Developer Guide

Vyasa Developer Guide

This guide describes the formal specification of the Vyasa Markup Language and is intended for anyone building a parser or compiler for Vyasa.

For details on the reference implementation in Rust, see Appendix A.

1. Syntax Specification

Vyasa uses a Unified Command Model. Every functional element (header, alignment identifier, metadata block) is a Command.

1.1 Grammar

The formal grammar is defined in the Grammar Reference. This specification serves as the authoritative source for all parser implementations.

1.2 Core Concepts

Commands: Started by a backtick `.
- Example: `marker 1.1 (Marker command).
- Example: `set file{id="Gen"} (Metadata command).
Attributes: Key-value pairs enclosed in {}.
- Used for metadata (time, id, speakers).
Blocks: Commands that contain other content.
- Distinguished by a Delimiter syntax: ;DELIM [ ... ]DELIM.
- This ensures “Safe Block Parsing” where the parser scans until the matching delimiter, ignoring internal syntax conflicts.
Interlinear Streams:
- Blocks can be defined as “Interlinear Streams” where lines are implicitly tagged with commands based on a pattern.

2. URN Scheme & Context

A Vyasa compiler is expected to generate Uniform Resource Names (URNs) for addressable nodes.

Context: The compiler must maintain a hierarchical context stack (e.g. Work -> Volume -> Book).
Scheme: A template provided in configuration (e.g. urn:vyasa:{work}:{id}).
Enrichment: Upon encountering a Reference Node (e.g. r 1.1), the compiler must:
- Substitute context variables into the scheme.
- Inject the resulting URN into the node’s attributes.

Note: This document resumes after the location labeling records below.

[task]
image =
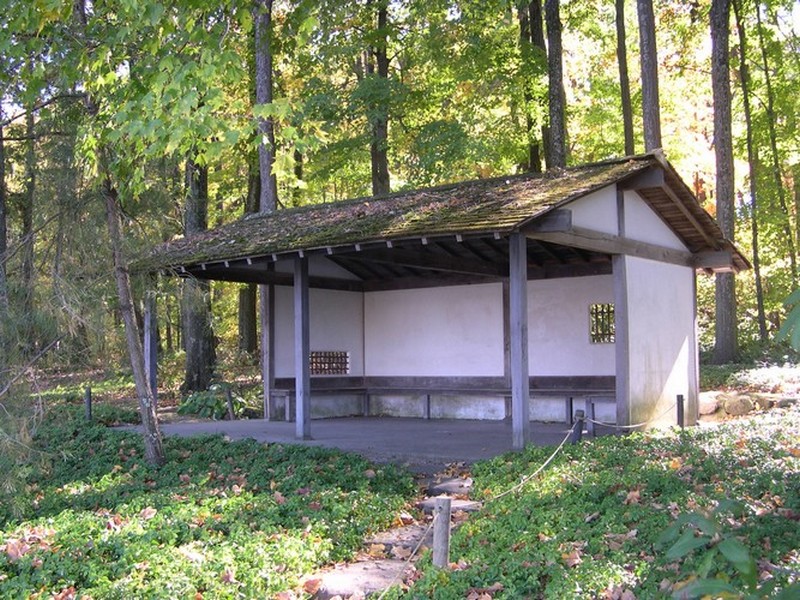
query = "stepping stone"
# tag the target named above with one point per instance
(455, 504)
(360, 579)
(453, 485)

Appendix A: Reference Implementation

The reference implementation is built in Rust and acts as both a CLI tool and a WASM library.

Language Specification

The Vyasa language syntax is formally defined in the Grammar Reference. The compiler is written in Rust and exposes a WASM interface for web usage.

Architecture

The implementation uses a shared compilation pipeline:

Parser (src/parser.rs): Uses nom to parse .vy source text into a VyasaDocument AST.
- Tracks source locations using nom_locate for error reporting.
- Produces Node variants: Command, Text, SegmentBreak, Comment.
Transformer (src/transformer.rs): Performs initial AST mutations.
- Handles Interlinear Streams (interlinear-streams): Expands raw text lines into command nodes based on defined patterns.
- Preserves source locations during transformation.
Alias Resolver (src/alias_resolver.rs):
- Resolves user-defined aliases (e.g., h1 -> heading).
- Respects alias-def commands in the environment.
Validator (src/validator.rs):
- Performs semantic validation.
- Checks that all used commands are defined in the Standard Library (stdlib.vy) or via command-def.
- Validates arguments against allowed lists.
Enricher (src/enricher.rs):
- Populates entity registries (set entities).
- State & Entities: Propagates state from state commands and aliases (Registry).
- URN Generation: Generates URNs for nodes based on the configured scheme and context.
Builder / Orchestrator (src/builder.rs):
- Orchestrates the build process for Projects and Collections.
- Manages Context construction and metadata extraction.
Backend compilation (src/backend/):
- Projector (src/projector.rs): Expands Semantic Nodes into HTML using templates.
  - supports if logic, each loops, and $.var interpolation.
- HTML: SimpleHtmlBackend (simple.rs) renders the final HTML primitives.
- SQLite: Serializes the AST structure into a relational database.

Codebase Layout

src/lib.rs: Library entry point.
src/pipeline.rs: Core process_string logic used by all targets.
src/wasm.rs: WebAssembly bindings (compile function).
src/models.rs: AST definitions.
src/stdlib.vy: Standard Library definitions and default templates.

Build Instructions

CLI:

cargo build --release

WASM:

wasm-pack build --target web --release

(Note: wasm-opt may need to be disabled in Cargo.toml due to bulk-memory/SIMD validation issues on some platforms).

Database Schema (SQLite)

When compiling with --target sqlite, the reference implementation uses:

nodes (id, urn, content, type)
attributes (node_id, key, value)
registry (name) - Exported from context.vy
registry_attributes (entity_name, key, value)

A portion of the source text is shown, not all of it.